Dark Time: An Update

We’ve reached the end of our annual Stove Dark Time, following three weeks of conversations, discussions and reflecting on the past year. A key focus of this year’s Dark Time was incorporating into our plans for next year the feedback from our Community & Membership Survey. This survey helped us to learn more about our membership and what we mean to our wider community so that we can continue to consider better ways of working together. We received incredibly thoughtful and rich responses, which have laid the foundations for our team discussions during Dark Time. These will feed into our plans for next year in order help us make more informed decisions for the future of The Stove, Dumfries and the wider region. Although so much is still in the planning stage, here is an update on key areas we are exploring and developing:

  • We are looking at how our core team can be re-structured to support a deeper culture of opportunities for our membership to be involved in the direction of The Stove and, in particular, how the Curatorial Team model will evolve to achieve this.
  • We are reflecting on our commissioning process, the types of opportunities we support, the language we use to communicate opportunities and our processes for selection. We also want to explore ways in which we can open up our interview process and make it more accessible.
  • We want to increase the opportunity for interaction between members by creating spaces for our members to mingle such as networking days, coffee mornings, workshops and in general, more occasions for members to come and bounce ideas off the Stove team and each other.
  • We want to be ambitious in our programming and are exploring how we can remain responsive and targeted in an ever-changing environment. In particular we are continuing to look at The Stove’s regional focus, which was a core theme of membership responses to the survey. This work was already on-going with the Embers work, but is an even sharper focus for The Stove now.
  • We are deep in conversation about The Stove’s role as a learning organisation and are committed to exploring how this might work. We know already that we want to help increase opportunities for skills sharing and up-skilling across the region as well as to explore how members can learn from each other and will be taking this forward into next year and beyond.

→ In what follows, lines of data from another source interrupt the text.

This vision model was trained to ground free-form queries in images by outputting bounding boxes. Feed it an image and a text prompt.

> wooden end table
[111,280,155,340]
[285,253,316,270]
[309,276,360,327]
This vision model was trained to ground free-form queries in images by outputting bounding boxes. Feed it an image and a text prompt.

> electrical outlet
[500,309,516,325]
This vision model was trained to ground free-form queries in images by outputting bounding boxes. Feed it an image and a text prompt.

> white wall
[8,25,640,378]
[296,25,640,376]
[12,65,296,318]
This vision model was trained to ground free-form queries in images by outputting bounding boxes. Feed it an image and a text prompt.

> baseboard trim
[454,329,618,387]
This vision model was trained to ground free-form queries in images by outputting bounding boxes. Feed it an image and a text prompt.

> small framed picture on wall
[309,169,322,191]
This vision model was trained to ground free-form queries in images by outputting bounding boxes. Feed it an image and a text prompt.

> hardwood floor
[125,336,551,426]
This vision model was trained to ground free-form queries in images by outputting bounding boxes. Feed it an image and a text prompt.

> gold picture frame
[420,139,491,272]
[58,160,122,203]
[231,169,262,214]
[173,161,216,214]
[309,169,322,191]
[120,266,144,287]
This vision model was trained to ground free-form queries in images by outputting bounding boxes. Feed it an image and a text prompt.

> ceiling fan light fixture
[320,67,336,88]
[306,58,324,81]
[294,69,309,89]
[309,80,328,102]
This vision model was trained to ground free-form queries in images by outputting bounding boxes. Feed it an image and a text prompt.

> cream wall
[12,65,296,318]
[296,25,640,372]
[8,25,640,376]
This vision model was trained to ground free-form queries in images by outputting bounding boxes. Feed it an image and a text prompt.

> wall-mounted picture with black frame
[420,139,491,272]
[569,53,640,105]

While we are still in the early stages for much of what is mentioned above, we have already achieved a great deal through discussion and planning over the previous few weeks and are excited to build on this and see how a shared vision can be implemented. Dark Time has also helped us to touch base, reacquaint ourselves with our core values and place our members at the heart of what we do. We will keep members updated on progress on this through news updates on the website, members emails, the next AGM and specific events as appropriate. Your input into The Community & Membership Consultation was pivotal to this success and thank you again for taking the time to provide your thoughts.